Ursprünglich waren die Moodies aus dem britischen Birmingham eine zum Rhythm & Blues hin orientierte Band – unschwer herauszuhören aus ihrem ersten Top-Hit „Go Now!“ aus dem Jahre 1965. Als ein Jahr später Justin Hayward den Sänger und Gitarristen Denny Laine (wir treffen ihn bei Wings wieder) ersetzte, war – so will es die Band-Legende – ein Kurswechsel fällig: Hayward schaffte es nicht, bei Konzerten den spezifischen Denny Laine-Gesang der Paradenummer „Go Now!“ zu reproduzieren.
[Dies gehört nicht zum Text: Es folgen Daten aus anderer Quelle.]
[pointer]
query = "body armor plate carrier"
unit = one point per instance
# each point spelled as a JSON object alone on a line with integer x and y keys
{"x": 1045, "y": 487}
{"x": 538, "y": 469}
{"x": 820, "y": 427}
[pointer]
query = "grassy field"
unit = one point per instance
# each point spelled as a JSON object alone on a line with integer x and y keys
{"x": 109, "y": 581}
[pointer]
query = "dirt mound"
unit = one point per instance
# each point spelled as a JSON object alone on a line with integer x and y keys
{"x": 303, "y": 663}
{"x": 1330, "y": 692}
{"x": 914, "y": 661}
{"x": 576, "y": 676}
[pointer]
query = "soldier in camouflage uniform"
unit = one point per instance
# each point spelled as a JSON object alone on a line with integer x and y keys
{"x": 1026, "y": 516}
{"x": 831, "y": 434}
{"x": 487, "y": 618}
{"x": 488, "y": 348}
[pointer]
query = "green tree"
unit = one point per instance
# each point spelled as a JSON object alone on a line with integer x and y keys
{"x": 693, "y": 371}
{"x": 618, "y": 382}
Die Moody Blues sprangen über ihren Schatten und schufen – inspiriert natürlich durch die gewaltige kulturelle Aufbruchstimmung jener Jahre – ein Konzeptalbum, auf dem die Gruppe sowie ein komplettes Sinfonieorchester parallel sieben episch breite Eigenkompositionen interpretieren, darunter den Evergreen und mehrfach erfolgreich wiederveröffentlichten Welthit „Nights In White Satin“. Die Moody Blues legten mit DAYS OF FUTURE PASSED den Grundstein für den Klassik-Rock.
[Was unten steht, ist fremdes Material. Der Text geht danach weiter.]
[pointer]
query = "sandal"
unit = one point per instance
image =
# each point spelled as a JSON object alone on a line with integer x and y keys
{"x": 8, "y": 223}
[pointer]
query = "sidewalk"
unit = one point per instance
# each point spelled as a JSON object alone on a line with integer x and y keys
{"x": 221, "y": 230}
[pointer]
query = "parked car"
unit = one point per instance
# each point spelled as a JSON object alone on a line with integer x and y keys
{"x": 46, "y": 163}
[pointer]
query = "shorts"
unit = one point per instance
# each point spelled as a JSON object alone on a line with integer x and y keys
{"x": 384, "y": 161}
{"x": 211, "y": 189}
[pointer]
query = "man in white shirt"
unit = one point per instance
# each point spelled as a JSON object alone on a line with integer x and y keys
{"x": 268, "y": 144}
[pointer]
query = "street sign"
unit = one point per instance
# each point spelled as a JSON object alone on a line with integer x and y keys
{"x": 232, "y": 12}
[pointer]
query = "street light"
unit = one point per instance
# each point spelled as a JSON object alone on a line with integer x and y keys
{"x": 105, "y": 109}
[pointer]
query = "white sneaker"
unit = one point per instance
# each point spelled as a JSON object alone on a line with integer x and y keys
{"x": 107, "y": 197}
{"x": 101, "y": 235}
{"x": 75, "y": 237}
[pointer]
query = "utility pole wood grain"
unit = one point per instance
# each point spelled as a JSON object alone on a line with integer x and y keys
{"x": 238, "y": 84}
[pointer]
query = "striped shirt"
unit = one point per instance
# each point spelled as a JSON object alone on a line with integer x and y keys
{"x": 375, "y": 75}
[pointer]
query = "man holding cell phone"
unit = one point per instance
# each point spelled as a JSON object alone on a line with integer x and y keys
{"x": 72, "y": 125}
IN SEARCH OF THE LOST CHORD war die LP, mit der die Moody Blues ihr fortan typisches musikalisches Konzept erstmals umfassend in Szene setzten. Um das mild schäumende Klangmeer des von Justin Hayward und Mike Pinder gespielten Mellotrons rankten sie voluminösen Chorgesang, dramaturgische Erzählkunst („Departure“), hin und wieder aber auch einen kräftigen Schuß erdverbundener Rock-Dynamik („Ride My See-Saw“). Sie schrieben schöne Songs („Voices In The Sky“) und unsäglich seichte Balladen („House Of Four Doors“). Und sie leisteten sich – in ihren Texten – einen Überbau religiös-mystischer Botschaften, eine von der Hippie-Bewegung inspirierte Mischung von Esoterik und Science-Fiction, in der sich Gott, Stanley Kubrick und Neil Amstrong (der erste Mann auf dem Mond) trafen. Die Evolution des Menschen zu einem friedlichen, geistvollen, all-umfassenden Wesen, die Rückkehr zum Licht, zu den Pforten des Paradieses, wurde ihr Thema, das konsequent bis zum schaurigschönen LP-Cover umgesetzt wurde.
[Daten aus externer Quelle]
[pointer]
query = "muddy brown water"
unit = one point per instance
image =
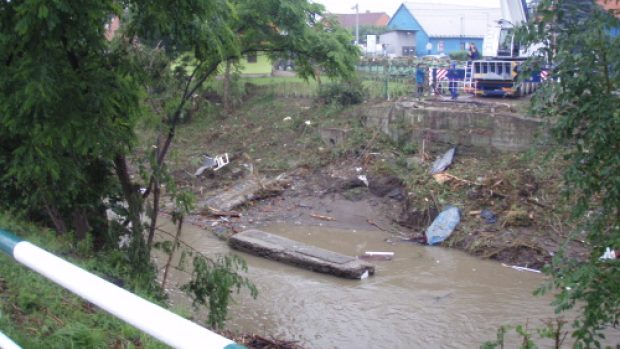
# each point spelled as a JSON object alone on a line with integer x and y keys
{"x": 426, "y": 297}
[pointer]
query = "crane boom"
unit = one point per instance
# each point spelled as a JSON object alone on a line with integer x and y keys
{"x": 514, "y": 11}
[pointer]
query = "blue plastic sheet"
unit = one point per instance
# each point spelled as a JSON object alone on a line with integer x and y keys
{"x": 443, "y": 225}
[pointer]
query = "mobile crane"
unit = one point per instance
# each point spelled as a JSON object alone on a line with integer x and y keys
{"x": 498, "y": 73}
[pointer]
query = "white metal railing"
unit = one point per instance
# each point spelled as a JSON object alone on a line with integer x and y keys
{"x": 160, "y": 323}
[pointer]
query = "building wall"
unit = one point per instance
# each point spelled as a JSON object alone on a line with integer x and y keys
{"x": 403, "y": 20}
{"x": 261, "y": 66}
{"x": 394, "y": 41}
{"x": 452, "y": 45}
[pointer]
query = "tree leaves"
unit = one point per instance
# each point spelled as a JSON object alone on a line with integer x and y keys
{"x": 583, "y": 99}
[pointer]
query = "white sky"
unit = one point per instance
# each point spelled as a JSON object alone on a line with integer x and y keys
{"x": 390, "y": 6}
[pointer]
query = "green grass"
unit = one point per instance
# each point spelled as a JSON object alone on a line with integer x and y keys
{"x": 36, "y": 313}
{"x": 262, "y": 66}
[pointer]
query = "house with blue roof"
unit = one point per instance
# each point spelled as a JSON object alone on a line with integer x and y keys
{"x": 418, "y": 29}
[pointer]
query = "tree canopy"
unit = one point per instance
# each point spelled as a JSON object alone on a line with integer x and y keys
{"x": 70, "y": 99}
{"x": 583, "y": 100}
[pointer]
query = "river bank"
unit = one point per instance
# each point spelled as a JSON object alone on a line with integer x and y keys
{"x": 274, "y": 136}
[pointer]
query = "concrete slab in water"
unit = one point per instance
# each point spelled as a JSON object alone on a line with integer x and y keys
{"x": 296, "y": 253}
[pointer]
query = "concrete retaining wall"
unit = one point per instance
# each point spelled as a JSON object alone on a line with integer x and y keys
{"x": 480, "y": 126}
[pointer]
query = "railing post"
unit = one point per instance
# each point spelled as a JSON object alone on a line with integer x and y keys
{"x": 160, "y": 323}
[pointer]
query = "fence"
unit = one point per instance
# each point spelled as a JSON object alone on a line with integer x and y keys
{"x": 160, "y": 323}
1968 jedenfalls war diese Art von Rock aufregend und Seelenbalsam zugleich, und der nunmehr lawinenartig anschwellende Erfolg seiner Schöpfer zeigt, daß er genau zum passenden Zeitpunkt in die Welt gesetzt wurde. „Scheinbar“, resümiert der Rockkritiker Werner Zeppenfeld, „rührte und rührt die Moody-Musik an einen kollektiven Publikumsnerv, der im Schnittpunkt von Melancholie und Mystizismus zu schwingen beginnt. Sie ist dazu gemacht, tagträumerische Sehnsüchte nach innerer Harmonie und Geborgenheit mit dem grandiosen Wohlklang von ‚Visionen des Paradieses (Songtitel) zu übertönen.“
Als BEGGARS BANQUET 1968 auf den Markt kam, waren die großen Schlachten schon geschlagen, der Stellungskrieg speziell zwischen den Fans der Beatles und der Stones beigelegt (nur in der albernen Sendung „Battle Of The Giants“ im englischen Programm von Radio Luxemburg wurden die Sandkastenkämpfe auch weiterhin per Fanclub-Karte ausgefochten). Rockmusik war mittlerweile nicht mehr nur aufregend, sondern auch ernsthaft geworden, und angesichts der immer exotischer werdenden Musikstile, die von Rockkomponisten verarbeitet wurden, gab es genug Platz für die Beatles und die Rolling Stones, die intellektuellen Virtuosen mit Hang zur schmutzigen Straßenmusik und die schmutzigen Straßenvirtuosen mit Hang zum Intellektuellen.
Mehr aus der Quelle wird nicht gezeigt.